Rückschlag für die Digitalwährung Bitcoin: Die US-Börsenaufsicht hat dem ersten Indexfonds eine Absage erteilt, der Investitionen in das Kryptogeld für breitere Anlegermassen zugänglich machen sollte.

Die amerikanische Börsenaufsicht SEC begründete die Entscheidung gegen den Fonds damit, dass das Finanzprodukt wegen der mangelnden Regulierung des Bitcoin-Handels zu anfällig für Manipulationen und Betrügereien sei.

Der Bitcoin-Kurs, den die Hoffnung auf eine Zulassung des Fonds zuvor auf ein Rekordhoch von mehr als 1.300 Dollar getrieben hatte, fiel daraufhin bis auf knapp über 1.000 Dollar zurück. Zuletzt stand er leicht erholt bei rund 1.100 Dollar.
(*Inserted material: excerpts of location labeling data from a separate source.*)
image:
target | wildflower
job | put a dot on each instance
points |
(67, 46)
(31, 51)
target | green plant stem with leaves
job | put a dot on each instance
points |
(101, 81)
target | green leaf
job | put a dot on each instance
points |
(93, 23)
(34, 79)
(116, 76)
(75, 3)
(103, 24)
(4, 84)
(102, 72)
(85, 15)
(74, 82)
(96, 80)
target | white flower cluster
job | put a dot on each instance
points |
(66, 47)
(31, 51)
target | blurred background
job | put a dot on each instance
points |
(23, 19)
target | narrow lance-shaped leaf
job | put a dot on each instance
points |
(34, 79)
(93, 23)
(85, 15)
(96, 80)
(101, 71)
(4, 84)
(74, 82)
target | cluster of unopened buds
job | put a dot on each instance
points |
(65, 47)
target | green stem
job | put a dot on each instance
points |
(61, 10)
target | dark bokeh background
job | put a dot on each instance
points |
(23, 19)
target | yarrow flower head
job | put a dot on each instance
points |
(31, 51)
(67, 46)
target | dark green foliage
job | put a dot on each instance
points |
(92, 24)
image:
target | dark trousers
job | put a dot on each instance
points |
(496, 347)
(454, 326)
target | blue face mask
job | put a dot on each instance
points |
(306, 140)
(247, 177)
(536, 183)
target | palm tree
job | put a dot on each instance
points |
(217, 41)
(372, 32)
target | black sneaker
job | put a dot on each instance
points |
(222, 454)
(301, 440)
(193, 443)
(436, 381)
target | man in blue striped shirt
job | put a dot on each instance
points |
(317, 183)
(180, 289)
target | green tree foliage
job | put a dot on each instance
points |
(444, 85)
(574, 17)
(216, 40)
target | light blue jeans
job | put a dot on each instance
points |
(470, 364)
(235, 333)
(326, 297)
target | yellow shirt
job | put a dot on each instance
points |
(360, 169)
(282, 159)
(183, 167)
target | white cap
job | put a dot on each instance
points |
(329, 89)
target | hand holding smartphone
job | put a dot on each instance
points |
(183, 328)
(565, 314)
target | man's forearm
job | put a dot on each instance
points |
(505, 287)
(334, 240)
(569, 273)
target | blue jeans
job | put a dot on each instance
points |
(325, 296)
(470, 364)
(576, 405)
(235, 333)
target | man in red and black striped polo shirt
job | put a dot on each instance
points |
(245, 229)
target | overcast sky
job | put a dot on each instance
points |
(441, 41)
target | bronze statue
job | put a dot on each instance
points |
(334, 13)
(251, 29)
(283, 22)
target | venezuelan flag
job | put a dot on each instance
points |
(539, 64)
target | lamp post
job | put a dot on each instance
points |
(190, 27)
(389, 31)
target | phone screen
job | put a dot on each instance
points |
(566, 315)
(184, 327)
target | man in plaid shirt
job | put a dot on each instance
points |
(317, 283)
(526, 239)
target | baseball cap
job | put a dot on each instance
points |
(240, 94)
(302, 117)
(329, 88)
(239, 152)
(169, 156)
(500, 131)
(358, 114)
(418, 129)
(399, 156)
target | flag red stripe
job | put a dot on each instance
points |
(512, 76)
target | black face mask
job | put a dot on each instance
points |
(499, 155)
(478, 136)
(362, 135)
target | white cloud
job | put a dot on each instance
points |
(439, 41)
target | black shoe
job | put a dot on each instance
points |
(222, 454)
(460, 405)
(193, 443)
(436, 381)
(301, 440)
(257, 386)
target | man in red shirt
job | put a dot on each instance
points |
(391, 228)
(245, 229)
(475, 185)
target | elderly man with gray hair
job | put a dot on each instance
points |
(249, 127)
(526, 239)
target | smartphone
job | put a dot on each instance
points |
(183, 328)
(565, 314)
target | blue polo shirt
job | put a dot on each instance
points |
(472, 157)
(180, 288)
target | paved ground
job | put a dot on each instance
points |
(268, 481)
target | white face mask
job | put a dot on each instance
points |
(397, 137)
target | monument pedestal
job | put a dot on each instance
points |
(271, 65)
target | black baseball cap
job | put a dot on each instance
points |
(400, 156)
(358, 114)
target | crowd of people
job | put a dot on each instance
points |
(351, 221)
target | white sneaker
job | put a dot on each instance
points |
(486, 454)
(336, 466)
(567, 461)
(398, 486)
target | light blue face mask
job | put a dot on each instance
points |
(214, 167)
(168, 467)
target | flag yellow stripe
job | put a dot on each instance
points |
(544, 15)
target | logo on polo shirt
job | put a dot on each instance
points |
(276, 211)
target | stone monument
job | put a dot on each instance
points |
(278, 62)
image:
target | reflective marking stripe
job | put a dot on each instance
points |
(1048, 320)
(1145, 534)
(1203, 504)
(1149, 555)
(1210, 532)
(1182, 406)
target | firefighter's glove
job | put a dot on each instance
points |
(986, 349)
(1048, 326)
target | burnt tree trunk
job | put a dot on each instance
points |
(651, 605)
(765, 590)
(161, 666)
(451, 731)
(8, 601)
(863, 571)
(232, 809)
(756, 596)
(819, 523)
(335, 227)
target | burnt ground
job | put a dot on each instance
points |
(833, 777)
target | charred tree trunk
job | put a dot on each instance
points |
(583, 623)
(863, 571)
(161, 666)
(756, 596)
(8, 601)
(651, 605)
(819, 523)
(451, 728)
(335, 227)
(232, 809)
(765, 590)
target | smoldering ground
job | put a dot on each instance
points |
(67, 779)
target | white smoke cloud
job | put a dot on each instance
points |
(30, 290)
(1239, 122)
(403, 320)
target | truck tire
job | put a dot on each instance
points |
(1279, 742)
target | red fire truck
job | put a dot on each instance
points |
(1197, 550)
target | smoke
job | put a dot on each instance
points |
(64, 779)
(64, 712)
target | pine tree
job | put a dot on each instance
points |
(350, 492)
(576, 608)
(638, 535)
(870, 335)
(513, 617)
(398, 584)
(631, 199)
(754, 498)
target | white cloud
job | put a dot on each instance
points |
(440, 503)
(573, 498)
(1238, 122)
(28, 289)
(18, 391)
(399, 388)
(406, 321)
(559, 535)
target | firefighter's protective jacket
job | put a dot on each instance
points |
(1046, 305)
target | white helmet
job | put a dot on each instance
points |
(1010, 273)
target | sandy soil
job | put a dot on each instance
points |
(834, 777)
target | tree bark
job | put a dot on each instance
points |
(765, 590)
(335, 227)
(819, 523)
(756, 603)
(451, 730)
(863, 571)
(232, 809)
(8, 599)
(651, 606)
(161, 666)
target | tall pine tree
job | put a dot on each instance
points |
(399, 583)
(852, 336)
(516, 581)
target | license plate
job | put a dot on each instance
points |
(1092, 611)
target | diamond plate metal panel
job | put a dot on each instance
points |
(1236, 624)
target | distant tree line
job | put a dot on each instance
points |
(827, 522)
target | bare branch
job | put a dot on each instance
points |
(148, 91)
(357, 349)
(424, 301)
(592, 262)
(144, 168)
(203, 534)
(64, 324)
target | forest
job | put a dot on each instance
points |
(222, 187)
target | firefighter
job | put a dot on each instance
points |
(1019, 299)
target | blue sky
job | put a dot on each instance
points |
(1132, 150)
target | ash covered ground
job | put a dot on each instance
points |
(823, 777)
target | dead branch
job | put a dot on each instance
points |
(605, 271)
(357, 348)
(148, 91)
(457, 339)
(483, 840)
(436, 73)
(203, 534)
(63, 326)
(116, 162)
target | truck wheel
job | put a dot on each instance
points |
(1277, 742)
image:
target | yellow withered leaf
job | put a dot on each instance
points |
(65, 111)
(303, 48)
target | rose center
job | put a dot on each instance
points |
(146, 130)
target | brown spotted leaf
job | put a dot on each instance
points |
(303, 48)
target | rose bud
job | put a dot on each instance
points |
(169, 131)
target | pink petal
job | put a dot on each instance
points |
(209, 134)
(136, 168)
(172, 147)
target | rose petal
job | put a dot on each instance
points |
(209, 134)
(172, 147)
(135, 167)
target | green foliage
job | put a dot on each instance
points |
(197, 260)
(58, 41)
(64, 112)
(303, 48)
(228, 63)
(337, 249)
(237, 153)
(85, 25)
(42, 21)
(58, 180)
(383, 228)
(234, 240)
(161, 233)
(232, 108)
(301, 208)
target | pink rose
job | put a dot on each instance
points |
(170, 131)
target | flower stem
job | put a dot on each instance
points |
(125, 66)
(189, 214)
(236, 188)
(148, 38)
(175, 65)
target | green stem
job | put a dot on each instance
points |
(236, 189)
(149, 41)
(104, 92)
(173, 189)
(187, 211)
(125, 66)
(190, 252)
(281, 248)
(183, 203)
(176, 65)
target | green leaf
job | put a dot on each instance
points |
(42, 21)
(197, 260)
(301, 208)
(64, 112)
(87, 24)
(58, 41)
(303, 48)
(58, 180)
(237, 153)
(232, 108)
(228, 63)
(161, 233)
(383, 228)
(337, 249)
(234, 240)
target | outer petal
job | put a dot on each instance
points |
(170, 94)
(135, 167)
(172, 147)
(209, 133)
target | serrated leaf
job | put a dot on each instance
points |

Die SEC-Entscheidung ist vor allem für die Zwillinge Tyler und Cameron Winklevoss eine herbe Schlappe, die hinter dem geplanten Investmentfonds stehen und seit drei Jahren versuchten, die Aufseher zu überzeugen. Mit dem "Winklevoss Bitcoin Trust ETF" wollten sie die Digitalwährung an den Finanzmärkten etablieren.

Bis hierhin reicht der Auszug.